I think we should revisit the static checking discussions we had last
year. Run-time checking (even with compiler instrumentation and
syzkaller fuzzing) would only cover the code paths specific to a Linux
or Android installation.

> This is a bit of a chicken-and-egg problem. In a world where memory
> allocators on one or several popular platforms generate pointers with
> non-zero tags, any such breakage will be caught in testing.
> Unfortunately to reach that state we need the kernel to start
> accepting tagged pointers first, and then hold on for a couple of
> years until userspace catches up.

Would the kernel also catch up with providing a stable ABI? Because we
have two moving targets.

On one hand, you have Android or some Linux distro that stick to a
stable kernel version for some time, so they have better chance of
clearing most of the problems. On the other hand, we have mainline
kernel that gets over 500K lines every release. As maintainer, I can't
rely on my testing alone as this is on a limited number of platforms. So
my concern is that every kernel release has a significant chance of
breaking the ABI, unless we have a better way of identifying potential
issues.

> Perhaps we can start by whitelisting ioctls by driver?

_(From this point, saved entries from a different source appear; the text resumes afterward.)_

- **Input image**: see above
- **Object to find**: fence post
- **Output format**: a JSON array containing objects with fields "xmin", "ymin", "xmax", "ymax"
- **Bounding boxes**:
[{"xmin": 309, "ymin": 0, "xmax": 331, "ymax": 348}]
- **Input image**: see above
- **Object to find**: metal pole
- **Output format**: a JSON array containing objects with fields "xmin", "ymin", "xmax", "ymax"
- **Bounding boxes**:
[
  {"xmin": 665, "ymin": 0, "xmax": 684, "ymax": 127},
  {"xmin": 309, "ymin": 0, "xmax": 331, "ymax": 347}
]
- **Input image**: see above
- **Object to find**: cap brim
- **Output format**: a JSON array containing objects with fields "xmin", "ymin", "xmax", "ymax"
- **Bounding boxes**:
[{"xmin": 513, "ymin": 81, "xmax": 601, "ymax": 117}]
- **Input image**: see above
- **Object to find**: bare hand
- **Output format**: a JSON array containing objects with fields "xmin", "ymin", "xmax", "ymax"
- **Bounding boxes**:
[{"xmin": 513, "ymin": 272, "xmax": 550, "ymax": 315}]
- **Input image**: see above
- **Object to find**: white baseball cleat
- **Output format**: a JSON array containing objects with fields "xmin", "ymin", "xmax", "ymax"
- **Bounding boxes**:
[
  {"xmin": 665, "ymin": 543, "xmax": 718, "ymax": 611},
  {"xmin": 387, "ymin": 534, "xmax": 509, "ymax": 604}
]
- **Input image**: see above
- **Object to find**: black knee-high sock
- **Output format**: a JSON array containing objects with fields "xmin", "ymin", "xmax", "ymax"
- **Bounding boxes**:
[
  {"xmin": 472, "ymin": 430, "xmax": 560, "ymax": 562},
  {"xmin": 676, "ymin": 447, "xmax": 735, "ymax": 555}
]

This was also raised by Ruben in private but without a (static) tool to
to check, manually going through all the drivers doesn't scale. It's
very likely that most drivers don't care, just a get_user/put_user is
already handled by these patches. Searching for find_vma() was
identifying one such use-case but is this sufficient? Are there other
cases we need to explicitly untag a pointer?

The other point I'd like feedback on is 2.a above. I see _some_ value
into having the user opt-in to this relaxed ABI rather than blinding
exposing it to all applications. Dave suggested (in private) a new
personality (e.g. PER_LINUX_TBI) inherited by children. It would be the
responsibility of the C library to check the current personality bits
and only tag pointers on allocation *if* the kernel allowed it. The
kernel could provide the AT_FLAGS bit as in Vincenzo's patches if the
personality was set but can't set it retrospectively if the user called
sys_personality. By default, /sbin/init would not have this personality
and libc would not tag pointers, so we can guarantee that your distro
boots normally with a new kernel version. We could have an envp that
gets caught by /sbin/init so you can pass it on the kernel command line
(or a dynamic loader at run-time). But the default should be the current
ABI behaviour.

We can enforce the current behaviour by having access_ok() check the
personality or a TIF flag but we may relax this enforcement at some
point in the future as we learn more about the implications of TBI.

Thanks.

-- 
Catalin